Last week I went on-site to a client that was completely down; phones, data, and all. The previous day one of our field techs spent hours trying to get them back online and ended up running out of time. Not the best scenario for the client and not the best look for my company.
The client's network isn't large or particularly complicated. Couple of switches, a few WAPs, phones, firewall, and cable modem. They rent space out of an office building and share a communal demarc.
I arrived first thing and was shown to the network closet. I asked our point of contact one question, "Has anything changed?". She told me that there is some construction going on in the building and she thought they were working in the closet at some point.
I setup and gave everything a quick visual and took some pictures with my phone. Always have a fall-back plan and document before changing anything. Then I fired up a command prompt and started a continuous ping to 8.8.8.8.
There are several options at this point but I decided to simplify. I unplugged the WAN cable and went directly into my laptop. Nothing. Hmmm. I power-cycled the modem and started getting replies.
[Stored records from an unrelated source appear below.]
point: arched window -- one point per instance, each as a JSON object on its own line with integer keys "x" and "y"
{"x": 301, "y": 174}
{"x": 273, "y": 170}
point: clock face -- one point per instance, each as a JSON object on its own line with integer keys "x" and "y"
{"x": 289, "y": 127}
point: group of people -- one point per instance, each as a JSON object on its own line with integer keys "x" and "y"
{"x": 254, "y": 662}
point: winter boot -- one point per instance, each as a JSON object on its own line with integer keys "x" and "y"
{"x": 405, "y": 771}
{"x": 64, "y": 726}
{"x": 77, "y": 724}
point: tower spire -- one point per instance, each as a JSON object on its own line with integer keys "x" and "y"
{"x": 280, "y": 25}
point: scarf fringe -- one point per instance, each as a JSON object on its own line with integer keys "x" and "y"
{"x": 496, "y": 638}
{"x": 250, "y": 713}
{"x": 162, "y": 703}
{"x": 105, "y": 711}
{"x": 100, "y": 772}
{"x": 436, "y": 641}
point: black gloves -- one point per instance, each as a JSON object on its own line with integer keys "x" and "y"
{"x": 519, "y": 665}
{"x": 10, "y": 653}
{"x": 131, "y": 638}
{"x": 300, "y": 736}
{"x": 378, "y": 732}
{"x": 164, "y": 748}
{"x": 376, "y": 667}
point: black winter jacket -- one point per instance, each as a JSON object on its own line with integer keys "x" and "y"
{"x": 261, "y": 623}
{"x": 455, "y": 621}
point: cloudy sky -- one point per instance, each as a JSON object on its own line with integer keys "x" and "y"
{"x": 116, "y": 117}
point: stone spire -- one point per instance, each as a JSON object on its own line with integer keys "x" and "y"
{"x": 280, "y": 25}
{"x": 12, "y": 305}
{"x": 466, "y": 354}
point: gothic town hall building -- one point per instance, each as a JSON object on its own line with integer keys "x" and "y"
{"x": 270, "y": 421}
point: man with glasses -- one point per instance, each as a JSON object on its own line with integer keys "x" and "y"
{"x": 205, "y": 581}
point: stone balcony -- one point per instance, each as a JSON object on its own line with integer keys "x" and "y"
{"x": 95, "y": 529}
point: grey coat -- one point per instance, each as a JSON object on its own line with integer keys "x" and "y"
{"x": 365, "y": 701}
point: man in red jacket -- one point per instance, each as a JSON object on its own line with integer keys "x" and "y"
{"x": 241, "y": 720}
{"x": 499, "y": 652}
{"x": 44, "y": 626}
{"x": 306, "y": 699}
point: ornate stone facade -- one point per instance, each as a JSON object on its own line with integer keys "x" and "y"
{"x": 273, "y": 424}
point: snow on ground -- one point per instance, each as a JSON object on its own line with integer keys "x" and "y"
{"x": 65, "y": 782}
Can't be that easy. I plugged the WAN cable back in back into the switch and plugged my laptop into the network. Almost immediately my computer became really unresponsive. I rebooted and fired up Wireshark. Within seconds Wireshark was showing over 300,000 packets, and I wasn't getting any replies to the continuous pings.
Broadcast storm.
I unplugged everything from the switch except for the WAN cable and the cable running to my laptop, checked my ping to Google and starting plugging cables in one by one. Eventually, I found the culprit and left it dangling. I plugged everything else back in and the network was solid. Wireshark was averaging less than 100 packets a second. I traced the cable back to the patch panel and went to go consult with out client. Their entire network was back up and running. My best guess is that one of the construction guys saw a dangling cable and plugged it back in to be helpful. The patch panel mapped back to an office where I found a five-port switch.
When I got back to the office I discussed with the technician that had been onsite the previous day. He was stuck on the idea that it had to be an IP address conflict and spent a lot of time on the server looking at DHCP and scanning the network.
I have two main goals when troubleshooting; one - to fix the problem as quickly and thoroughly as possible, and two - learn from everything. I was reminded by my conversation how easy it is to create causation and chase evidence to support that theory. Always simplify where you can.